In between, Mr Gerrard took on the role of venture fund manager at the RAC-funded BetterLabs which had about $23 million to invest in innovations and the companies behind them.
Mr Gerrard also points to his investment banking background at Barclays in the early 2000s as a being dealmaking background he thinks is important to making investments and exiting them profitably.
“This was a 10 year commitment,” he said.
“In October last year we made that decision.
“Malcolm agreed to be the cornerstone investor.
“We have talked to 100 or more investors, all in WA, to see if there was support to get this fund to a minimum $30 million which we felt we needed.”
Mr Gerrard said Purpose Ventures would pay half of any performance fee earned into a new foundation to fund WA charities, a field he knows well as chair of Meridian Global Foundation, an innovative charitable organisation.
The experienced venture capitalist said the environment for early stage venture capital funds was improving.

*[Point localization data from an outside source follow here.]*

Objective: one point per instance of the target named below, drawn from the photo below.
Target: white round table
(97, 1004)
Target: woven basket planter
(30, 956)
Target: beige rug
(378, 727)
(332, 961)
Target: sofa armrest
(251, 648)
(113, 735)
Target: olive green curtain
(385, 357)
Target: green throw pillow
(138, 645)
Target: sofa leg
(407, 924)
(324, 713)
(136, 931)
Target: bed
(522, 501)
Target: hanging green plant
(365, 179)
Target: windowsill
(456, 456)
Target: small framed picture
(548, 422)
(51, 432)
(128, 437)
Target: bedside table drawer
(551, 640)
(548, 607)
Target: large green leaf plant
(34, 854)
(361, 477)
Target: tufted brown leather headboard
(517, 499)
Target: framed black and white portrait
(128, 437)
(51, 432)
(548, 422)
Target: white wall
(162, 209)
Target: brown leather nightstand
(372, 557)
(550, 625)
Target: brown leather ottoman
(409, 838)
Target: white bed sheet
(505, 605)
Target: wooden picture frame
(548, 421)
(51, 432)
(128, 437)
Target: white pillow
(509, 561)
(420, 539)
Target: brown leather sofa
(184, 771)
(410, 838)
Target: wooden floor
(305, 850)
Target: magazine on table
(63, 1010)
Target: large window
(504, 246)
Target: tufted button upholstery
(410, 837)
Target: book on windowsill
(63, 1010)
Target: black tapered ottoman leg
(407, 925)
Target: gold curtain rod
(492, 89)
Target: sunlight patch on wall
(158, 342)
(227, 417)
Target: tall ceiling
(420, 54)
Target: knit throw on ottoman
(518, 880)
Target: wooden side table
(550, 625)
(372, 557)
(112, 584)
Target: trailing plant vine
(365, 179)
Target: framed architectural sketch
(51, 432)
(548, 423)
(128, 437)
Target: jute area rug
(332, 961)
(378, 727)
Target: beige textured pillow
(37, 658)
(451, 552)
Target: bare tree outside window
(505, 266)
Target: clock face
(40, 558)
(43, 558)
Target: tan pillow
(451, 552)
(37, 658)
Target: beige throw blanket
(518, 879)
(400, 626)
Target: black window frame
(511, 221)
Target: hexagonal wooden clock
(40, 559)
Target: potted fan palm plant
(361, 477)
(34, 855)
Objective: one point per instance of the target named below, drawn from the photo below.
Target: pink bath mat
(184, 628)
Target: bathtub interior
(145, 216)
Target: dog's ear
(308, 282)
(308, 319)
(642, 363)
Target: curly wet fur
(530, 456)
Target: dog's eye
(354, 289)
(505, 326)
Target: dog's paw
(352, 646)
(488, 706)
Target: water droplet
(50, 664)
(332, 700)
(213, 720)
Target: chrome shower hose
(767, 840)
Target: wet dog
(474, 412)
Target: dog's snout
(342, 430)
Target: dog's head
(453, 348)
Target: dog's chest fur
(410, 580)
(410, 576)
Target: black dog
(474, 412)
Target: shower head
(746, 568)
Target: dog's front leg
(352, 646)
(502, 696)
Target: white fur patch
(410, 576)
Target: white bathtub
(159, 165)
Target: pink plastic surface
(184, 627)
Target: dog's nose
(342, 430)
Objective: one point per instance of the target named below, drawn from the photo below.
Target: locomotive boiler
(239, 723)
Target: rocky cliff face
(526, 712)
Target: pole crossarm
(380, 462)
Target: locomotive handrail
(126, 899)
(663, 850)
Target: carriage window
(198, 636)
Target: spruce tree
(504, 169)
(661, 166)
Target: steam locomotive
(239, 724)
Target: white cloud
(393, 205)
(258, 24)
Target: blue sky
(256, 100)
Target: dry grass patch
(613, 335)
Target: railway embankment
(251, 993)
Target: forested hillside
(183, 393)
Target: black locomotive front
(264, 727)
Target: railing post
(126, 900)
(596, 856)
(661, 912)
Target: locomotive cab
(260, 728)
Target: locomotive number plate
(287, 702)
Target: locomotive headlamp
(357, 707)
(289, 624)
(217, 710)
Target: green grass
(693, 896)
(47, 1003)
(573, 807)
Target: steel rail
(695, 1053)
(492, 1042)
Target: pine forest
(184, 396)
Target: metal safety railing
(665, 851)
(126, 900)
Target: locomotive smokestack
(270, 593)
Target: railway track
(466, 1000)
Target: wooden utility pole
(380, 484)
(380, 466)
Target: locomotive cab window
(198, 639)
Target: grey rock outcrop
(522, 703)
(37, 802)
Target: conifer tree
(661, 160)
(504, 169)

He said people who made money here in sectors like mining and property had tended to continue in those fields, but that was changing, and wealthier people were diversifying.
Mr Gerrard added that investing in venture capital funds was all about backing a team of people, highlighting the group Purpose Ventures had gathered as venture partners, being HealthEngine founder Marcus Tan, infrastructure adviser Nicole Lockwood and Spacecubed founder Brodie McCulloch.
Mr Gerrard said major success stories out of WA, like Canva, also highlighted that there was the potential for major rewards for this kind of investment.